Tuesday, September 14, 2021

Doing versus imagining (24)

You can’t answer these questions (the one about economics and production or the one about culture and conformity) in advance. You’d have to work them out on the ground, in an actual town, or in a group of people that is in the process of forming a town. What does it mean to be “in the process of forming a town”? What does that look like? That also is something that needs to get worked out.

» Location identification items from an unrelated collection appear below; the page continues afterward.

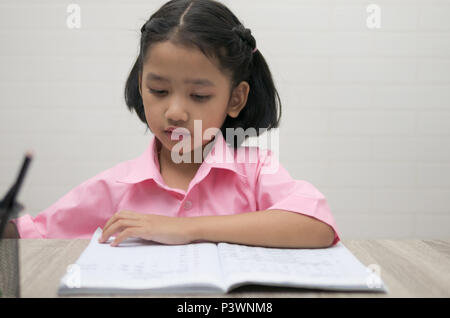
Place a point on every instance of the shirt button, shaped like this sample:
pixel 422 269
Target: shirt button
pixel 187 205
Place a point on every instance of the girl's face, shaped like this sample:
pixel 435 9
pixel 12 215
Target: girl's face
pixel 181 85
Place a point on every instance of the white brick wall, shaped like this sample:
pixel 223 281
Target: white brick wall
pixel 366 113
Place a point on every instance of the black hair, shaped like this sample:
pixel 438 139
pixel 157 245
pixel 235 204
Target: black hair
pixel 211 27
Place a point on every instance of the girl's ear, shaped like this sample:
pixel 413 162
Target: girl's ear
pixel 238 99
pixel 139 83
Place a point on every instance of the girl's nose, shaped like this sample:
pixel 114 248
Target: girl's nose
pixel 176 112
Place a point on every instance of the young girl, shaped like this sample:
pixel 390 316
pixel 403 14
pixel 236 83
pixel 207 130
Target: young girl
pixel 197 64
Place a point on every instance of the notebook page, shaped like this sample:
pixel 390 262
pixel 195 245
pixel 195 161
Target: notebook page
pixel 329 268
pixel 140 264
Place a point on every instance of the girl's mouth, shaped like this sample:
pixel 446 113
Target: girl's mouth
pixel 178 137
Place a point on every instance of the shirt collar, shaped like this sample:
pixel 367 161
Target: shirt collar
pixel 146 166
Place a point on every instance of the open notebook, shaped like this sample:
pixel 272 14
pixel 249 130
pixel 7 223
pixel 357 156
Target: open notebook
pixel 137 266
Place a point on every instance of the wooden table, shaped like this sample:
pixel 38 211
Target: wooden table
pixel 409 268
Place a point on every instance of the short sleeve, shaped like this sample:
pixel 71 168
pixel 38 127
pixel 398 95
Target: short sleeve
pixel 77 214
pixel 276 189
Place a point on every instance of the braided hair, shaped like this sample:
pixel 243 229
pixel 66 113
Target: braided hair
pixel 211 27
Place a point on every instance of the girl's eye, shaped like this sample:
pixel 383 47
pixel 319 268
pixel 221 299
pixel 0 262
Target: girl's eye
pixel 157 92
pixel 162 93
pixel 200 97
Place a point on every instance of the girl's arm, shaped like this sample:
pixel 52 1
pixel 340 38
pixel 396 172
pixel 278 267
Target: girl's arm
pixel 270 228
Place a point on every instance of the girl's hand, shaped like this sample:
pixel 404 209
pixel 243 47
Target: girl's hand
pixel 158 228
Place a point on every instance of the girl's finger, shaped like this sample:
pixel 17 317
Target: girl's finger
pixel 128 232
pixel 118 226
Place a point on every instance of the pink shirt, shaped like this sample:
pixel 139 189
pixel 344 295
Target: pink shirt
pixel 253 180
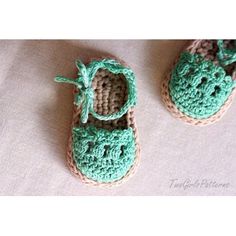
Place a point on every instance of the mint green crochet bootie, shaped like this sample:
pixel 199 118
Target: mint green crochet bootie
pixel 202 82
pixel 103 148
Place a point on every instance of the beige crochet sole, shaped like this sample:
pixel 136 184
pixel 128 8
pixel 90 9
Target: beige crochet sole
pixel 177 113
pixel 110 95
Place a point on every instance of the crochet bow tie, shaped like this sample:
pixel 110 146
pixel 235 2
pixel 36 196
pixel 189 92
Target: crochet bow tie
pixel 226 56
pixel 85 95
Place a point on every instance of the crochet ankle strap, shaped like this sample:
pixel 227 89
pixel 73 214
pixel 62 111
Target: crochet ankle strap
pixel 85 95
pixel 226 56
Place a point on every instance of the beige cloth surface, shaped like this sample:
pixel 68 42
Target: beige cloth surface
pixel 35 117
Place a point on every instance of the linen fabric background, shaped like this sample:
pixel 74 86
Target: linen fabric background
pixel 36 112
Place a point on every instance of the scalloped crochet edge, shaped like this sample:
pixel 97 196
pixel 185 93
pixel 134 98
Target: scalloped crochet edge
pixel 72 165
pixel 175 112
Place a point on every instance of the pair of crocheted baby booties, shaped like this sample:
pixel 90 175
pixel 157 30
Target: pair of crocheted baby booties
pixel 103 147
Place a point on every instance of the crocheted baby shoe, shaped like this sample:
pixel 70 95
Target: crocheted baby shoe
pixel 103 149
pixel 201 86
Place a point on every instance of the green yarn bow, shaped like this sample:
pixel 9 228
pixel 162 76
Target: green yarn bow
pixel 226 56
pixel 85 95
pixel 84 84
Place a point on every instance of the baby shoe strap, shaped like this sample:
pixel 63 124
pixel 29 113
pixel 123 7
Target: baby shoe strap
pixel 85 96
pixel 226 56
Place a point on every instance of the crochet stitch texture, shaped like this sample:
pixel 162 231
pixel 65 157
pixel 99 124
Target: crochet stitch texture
pixel 103 147
pixel 103 155
pixel 198 86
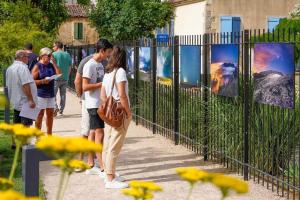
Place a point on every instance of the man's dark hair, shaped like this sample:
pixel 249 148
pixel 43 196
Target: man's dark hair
pixel 103 44
pixel 59 44
pixel 28 46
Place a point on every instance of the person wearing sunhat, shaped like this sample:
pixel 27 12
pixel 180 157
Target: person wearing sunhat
pixel 41 72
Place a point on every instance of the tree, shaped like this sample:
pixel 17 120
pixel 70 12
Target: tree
pixel 130 19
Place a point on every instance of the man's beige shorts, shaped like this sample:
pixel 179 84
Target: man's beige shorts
pixel 85 120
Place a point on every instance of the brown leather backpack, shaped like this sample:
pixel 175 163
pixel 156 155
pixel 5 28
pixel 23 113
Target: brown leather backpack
pixel 111 111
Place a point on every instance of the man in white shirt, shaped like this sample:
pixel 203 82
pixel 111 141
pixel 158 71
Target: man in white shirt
pixel 93 73
pixel 21 86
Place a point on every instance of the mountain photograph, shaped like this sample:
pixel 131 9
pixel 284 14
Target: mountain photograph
pixel 273 74
pixel 224 69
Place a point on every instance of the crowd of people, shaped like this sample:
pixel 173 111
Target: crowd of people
pixel 30 81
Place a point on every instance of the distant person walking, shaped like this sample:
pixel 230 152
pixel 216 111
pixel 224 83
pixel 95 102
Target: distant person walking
pixel 64 62
pixel 93 73
pixel 85 124
pixel 33 58
pixel 21 87
pixel 46 98
pixel 115 82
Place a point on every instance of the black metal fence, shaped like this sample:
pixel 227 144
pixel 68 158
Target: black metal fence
pixel 259 141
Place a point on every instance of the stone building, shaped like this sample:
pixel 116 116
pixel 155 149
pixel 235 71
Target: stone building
pixel 194 17
pixel 77 30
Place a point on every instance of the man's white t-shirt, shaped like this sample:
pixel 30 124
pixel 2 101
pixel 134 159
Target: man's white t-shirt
pixel 18 75
pixel 94 71
pixel 108 80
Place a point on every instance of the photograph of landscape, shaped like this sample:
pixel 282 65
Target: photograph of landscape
pixel 224 69
pixel 273 74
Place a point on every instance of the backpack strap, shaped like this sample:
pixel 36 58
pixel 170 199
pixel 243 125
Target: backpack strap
pixel 114 82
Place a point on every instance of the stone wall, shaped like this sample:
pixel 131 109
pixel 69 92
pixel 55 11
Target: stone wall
pixel 66 32
pixel 253 13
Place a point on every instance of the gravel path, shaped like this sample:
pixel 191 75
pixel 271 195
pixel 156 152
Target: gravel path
pixel 144 157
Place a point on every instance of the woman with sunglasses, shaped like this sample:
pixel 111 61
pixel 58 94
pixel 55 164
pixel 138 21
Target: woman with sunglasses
pixel 46 98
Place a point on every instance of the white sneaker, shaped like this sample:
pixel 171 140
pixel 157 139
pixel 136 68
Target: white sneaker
pixel 94 171
pixel 114 184
pixel 117 178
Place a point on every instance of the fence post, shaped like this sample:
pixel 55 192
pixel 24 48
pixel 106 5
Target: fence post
pixel 246 103
pixel 206 94
pixel 154 67
pixel 30 169
pixel 7 105
pixel 176 89
pixel 136 78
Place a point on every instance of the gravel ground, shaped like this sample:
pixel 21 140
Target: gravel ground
pixel 144 157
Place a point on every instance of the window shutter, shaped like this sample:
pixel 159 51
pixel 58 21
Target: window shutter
pixel 80 31
pixel 76 31
pixel 229 26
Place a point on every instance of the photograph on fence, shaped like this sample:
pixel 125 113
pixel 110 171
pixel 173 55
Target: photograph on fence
pixel 224 69
pixel 274 74
pixel 145 63
pixel 190 65
pixel 164 65
pixel 130 61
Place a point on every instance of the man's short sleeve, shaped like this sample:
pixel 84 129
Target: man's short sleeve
pixel 24 75
pixel 82 63
pixel 121 75
pixel 69 59
pixel 87 70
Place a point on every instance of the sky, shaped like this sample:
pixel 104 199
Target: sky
pixel 278 57
pixel 224 53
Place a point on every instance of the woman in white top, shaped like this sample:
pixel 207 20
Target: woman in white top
pixel 114 139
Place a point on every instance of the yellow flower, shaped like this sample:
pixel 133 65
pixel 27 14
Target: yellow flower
pixel 193 175
pixel 70 165
pixel 12 195
pixel 6 127
pixel 148 185
pixel 134 192
pixel 66 146
pixel 226 183
pixel 5 184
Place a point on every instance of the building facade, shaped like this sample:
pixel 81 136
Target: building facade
pixel 193 17
pixel 77 30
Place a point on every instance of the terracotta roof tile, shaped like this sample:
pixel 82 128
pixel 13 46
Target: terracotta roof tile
pixel 75 10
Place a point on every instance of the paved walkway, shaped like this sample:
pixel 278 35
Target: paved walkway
pixel 144 157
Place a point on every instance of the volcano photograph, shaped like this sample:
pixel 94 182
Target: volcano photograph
pixel 224 69
pixel 273 74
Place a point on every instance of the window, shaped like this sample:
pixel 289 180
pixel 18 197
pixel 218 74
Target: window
pixel 273 22
pixel 78 31
pixel 230 26
pixel 167 30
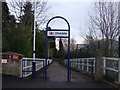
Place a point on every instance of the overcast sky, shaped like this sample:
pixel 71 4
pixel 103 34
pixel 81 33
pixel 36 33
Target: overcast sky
pixel 75 12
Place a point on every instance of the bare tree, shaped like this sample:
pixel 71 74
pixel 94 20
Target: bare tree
pixel 17 7
pixel 104 25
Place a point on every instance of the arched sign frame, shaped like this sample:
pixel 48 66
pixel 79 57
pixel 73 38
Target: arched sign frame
pixel 67 32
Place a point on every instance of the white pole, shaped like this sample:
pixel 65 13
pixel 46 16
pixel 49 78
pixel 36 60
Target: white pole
pixel 34 29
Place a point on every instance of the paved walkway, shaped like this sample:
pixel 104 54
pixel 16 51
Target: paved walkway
pixel 57 79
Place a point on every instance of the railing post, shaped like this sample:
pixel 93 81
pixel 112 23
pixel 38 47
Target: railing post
pixel 87 65
pixel 104 65
pixel 21 68
pixel 119 70
pixel 33 69
pixel 82 64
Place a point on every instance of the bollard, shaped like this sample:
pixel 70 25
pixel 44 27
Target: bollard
pixel 98 64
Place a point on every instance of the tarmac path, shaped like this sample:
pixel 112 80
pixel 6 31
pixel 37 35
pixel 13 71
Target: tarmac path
pixel 57 76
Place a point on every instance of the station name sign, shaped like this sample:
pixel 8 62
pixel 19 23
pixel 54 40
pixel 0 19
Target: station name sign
pixel 57 33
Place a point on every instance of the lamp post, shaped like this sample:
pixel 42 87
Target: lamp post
pixel 34 29
pixel 34 63
pixel 119 25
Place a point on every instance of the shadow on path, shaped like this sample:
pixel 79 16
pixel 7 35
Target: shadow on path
pixel 57 78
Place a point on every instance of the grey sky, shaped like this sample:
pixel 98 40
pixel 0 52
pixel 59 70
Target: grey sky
pixel 75 12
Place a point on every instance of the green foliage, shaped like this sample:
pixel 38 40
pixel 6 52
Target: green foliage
pixel 40 44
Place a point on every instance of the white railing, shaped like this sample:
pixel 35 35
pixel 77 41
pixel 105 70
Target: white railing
pixel 82 64
pixel 28 65
pixel 111 64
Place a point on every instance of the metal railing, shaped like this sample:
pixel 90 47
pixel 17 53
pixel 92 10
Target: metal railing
pixel 27 65
pixel 111 67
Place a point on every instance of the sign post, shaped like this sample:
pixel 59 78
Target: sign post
pixel 58 33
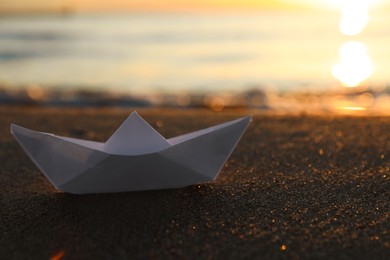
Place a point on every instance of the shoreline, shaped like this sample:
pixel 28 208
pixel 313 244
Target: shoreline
pixel 296 186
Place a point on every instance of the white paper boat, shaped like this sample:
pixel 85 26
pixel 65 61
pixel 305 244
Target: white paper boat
pixel 134 158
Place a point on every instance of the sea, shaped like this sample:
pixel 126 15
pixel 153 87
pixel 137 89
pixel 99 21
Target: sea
pixel 144 52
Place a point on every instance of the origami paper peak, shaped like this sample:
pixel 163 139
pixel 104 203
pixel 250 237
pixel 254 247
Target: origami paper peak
pixel 135 157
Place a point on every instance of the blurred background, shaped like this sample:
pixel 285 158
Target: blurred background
pixel 278 54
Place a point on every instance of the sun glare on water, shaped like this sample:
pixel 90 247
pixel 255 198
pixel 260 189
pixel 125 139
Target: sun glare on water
pixel 355 64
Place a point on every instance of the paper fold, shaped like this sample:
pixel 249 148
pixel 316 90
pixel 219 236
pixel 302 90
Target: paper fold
pixel 136 157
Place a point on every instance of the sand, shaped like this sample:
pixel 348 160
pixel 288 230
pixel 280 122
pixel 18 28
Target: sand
pixel 297 186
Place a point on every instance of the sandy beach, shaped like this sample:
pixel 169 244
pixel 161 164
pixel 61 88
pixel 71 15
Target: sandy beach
pixel 297 186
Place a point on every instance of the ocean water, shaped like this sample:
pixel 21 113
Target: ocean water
pixel 143 52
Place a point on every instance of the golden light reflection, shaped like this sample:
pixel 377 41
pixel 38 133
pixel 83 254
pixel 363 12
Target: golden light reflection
pixel 354 17
pixel 355 65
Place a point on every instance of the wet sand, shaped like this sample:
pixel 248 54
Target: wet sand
pixel 297 186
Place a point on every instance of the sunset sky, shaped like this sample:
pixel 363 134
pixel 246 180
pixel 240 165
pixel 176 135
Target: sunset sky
pixel 96 5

That we cannot answer these questions in advance is not a problem but a virtue. This working things out as we go is just the sort of work we need to be doing.

 


A few years ago, a friend of mine made an interesting observation about the current political situation. He had been reading about the French Revolution and in particular about The Terror. For those who don’t remember high-school history class (I didn't before this conversation), The Terror was a period in which the newly formed Republican government carried out thousands of executions and massacres of prisoners. The targets of these executions were not only nobility and royalty but former members of the Republican government itself who were found to be not radical enough, not revolutionary enough. The question as to why this happened, what factors produced such a bloody process of ideological purification, was one of the major historical preoccupations of the 19th century. In his book on the revolution, de Tocqueville sets out to answer this question. His answer goes like this:

 

Under feudalism, governing power had been widely distributed across a large class of local lords and their ministers. But as France moved towards an absolute monarchy, power became more and more centralized, until, under Louis XIV, the state was run almost entirely by a small cadre of loyal bureaucrats of common birth who could be easily replaced if they didn’t do what the king wanted. The result was that the educated classes were no longer involved in governing. Cut off from the messy, pragmatic details of actual governance, with all their compromises and negotiations, their thinking became increasingly theoretical, idealistic, and extreme—or so de Tocqueville argues. So when the revolution came, they were all already, on an intellectual level, fanatics.

 

My friend’s point was, this is exactly what’s happening in America (and maybe all over the world) today. With almost no political agency, a strong sense that something’s wrong but no access to the real levers of power, insulated from opposing views, our political ideas are becoming increasingly ideologically pure and intolerant of disagreement. We view opposing positions are analyzed as fundamentally corrupt or diseased—the result of racism, greed, hysteria, cowardice, sexual repression, cruelty. I’m thinking not just of left vs. right (terms whose meaning is quickly breaking down anyhow) but of almost every one of the various camps that have emerged in the space where the old left and right once existed: the “identitarian” left, the “Bernie bros,” the old-style liberals, the neo-cons, the alt-right, etc. 

 

When, on rare occasions, I peek with squinted eyes inside a newspaper, or against my better judgment read an op-ed someone has sent me, and even more when I scroll down to the comments section, what I find are people shouting from one position or another, and their tone (sometimes shrill, sometimes sneering, sometimes “let’s cut all the BS”) is always the tone of people who can do nothing but shout (or at least speak), who make no compromises because there is nothing to compromise on, because they are not at work on something concrete, because their “participation” in governance consists only in expressing opinions. And this is not their fault.

3 comments:

Stephanie Ross said...

reading or rather slogging through maggie nelson's new book on freedom which is her grappling with a lot of this same conundrum. i think it is a sign of hope that you all are unknotting this or at least caring to untangle.

Max Bean said...

Sometimes I feel hopeful, sometimes I feel we're just another generation trying to think it all through without a prayer of actually doing anything. Reading The Blithedale Romance gave me hope at first, but as I read further I begin to think: ours is just another lost cause, and it'll be lost soon just like all the others.

Stephanie Ross said...

No. Not going to accept that. I think your crumbs will lead us out. Going to continue following.